A modest drag on the hiring of minorities and women might be a price worth paying if the 1991 act were an effective remedy for genuinely discriminatory dismissals. But the census data show that "the overall rate of involuntary job loss for black men did not change," according to Oyer and Schaefer. Rather, some employers responded to the 1991 act by delaying planned dismissals of unwanted black employees until the next round of mass layoffs.

Beyond that, many — and perhaps most — discriminatory discharge lawsuits are bogus. Plaintiffs lose more than half of the cases that go to trial, notes Professor Charles A. Shanor, of Emory Law School, who was general counsel of the Equal Employment Opportunity Commission from 1987 to 1990. Title VII plaintiffs must file their claims with the EEOC before going to court. "Most EEOC employees who have investigated a substantial number of cases will tell you that a substantial percentage are not meritorious," Shanor adds. By some estimates, he says, the vast majority of discriminatory-discharge claims are without merit.

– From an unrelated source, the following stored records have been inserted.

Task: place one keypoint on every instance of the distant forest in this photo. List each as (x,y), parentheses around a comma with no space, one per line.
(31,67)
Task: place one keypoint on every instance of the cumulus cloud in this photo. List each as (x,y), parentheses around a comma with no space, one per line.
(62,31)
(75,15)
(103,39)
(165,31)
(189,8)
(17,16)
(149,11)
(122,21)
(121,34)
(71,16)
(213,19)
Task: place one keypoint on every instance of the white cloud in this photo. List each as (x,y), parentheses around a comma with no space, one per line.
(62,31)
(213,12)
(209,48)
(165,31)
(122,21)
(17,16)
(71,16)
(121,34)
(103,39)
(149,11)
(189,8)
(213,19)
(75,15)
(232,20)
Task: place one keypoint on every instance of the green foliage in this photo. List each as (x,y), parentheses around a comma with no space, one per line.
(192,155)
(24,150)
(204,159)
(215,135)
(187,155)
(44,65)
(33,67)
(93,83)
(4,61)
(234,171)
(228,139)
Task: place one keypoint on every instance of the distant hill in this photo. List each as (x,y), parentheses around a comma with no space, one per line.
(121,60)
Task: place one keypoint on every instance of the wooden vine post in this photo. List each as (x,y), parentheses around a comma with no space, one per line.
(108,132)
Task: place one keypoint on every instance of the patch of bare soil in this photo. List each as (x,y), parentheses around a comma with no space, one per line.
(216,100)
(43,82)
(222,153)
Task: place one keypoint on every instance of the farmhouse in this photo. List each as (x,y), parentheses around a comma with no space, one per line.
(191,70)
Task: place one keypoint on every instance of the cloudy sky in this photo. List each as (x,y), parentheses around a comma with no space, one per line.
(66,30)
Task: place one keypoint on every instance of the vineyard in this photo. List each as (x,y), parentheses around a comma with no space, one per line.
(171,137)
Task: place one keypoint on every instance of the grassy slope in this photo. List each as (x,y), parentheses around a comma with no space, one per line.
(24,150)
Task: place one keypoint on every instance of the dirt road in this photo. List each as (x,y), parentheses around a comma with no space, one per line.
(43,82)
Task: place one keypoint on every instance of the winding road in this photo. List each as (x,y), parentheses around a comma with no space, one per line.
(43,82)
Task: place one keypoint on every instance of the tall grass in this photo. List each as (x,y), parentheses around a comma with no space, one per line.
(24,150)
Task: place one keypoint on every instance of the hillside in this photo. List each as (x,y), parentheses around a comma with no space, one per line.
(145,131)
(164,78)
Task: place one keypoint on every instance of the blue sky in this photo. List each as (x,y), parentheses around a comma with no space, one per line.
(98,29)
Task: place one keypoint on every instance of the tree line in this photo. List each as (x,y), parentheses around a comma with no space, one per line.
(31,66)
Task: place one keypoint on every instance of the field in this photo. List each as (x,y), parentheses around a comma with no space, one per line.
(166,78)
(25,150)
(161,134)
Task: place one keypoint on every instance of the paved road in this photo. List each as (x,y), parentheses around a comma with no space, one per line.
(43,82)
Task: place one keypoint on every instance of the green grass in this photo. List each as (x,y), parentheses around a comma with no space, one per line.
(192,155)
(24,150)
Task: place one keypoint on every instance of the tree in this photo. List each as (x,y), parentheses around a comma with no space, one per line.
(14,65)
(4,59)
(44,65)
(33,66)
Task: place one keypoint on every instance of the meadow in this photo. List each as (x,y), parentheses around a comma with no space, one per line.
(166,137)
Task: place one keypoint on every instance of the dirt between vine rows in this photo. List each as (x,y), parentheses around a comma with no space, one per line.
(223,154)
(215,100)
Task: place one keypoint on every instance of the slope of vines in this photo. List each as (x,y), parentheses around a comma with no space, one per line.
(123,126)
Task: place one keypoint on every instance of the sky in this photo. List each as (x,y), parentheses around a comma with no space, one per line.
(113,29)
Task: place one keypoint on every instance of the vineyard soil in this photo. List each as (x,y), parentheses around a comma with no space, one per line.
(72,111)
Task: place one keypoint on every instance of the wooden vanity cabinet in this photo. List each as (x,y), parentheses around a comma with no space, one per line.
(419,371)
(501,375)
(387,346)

This seems intuitively plausible. Some managers no doubt fire people for discriminatory reasons. But wouldn’t a really racist employer simply avoid hiring minority employees, rather than hire them and then look for pretexts to fire them weeks, months, or years later?

To the extent that the 1991 act provides financial incentives for fired employees to sue even when they are not victims of discrimination, it benefits the least-deserving minority and female employees at the expense of minority job seekers as a group, especially those struggling to escape unemployment.

"Once the egregious discrimination is gone," Donohue says, "then litigation-based schemes to bring ever more fairness become more burdensome and of dubious effectiveness. Litigation is a crude weapon — you can’t perform surgery with a saber. Unfortunately, Title VII has become a matter of religious dogma for many academics, and certainly for those who benefit — plaintiffs’ lawyers and consultants — and therefore immune to any type of critical inquiry."

None of this is to suggest that Congress should eliminate damages for discriminatory discharge. Even if the costs of such lawsuits to minorities and women, not to mention employers, have come to exceed their benefits, the social costs of outright repeal — spreading alarm among minority groups and women, aggravating racial tensions, tempting racist whites to engage in overt discrimination, and more — would be greater still.

But the Oyer-Schaefer and Donohue-Siegelman analyses argue that further expansion of employer liability for discriminatory dismissals, which liberal politicians and groups have long sought, could be bad for minority job seekers. These analyses also suggest that legal reforms such as financial penalties to deter bogus claims would be good for the vast majority of minority job seekers; that journalists should be more hesitant to presume the guilt of employers sued for discrimination; and that we should all be wary of authorizing ever more lawsuits to engineer social reforms.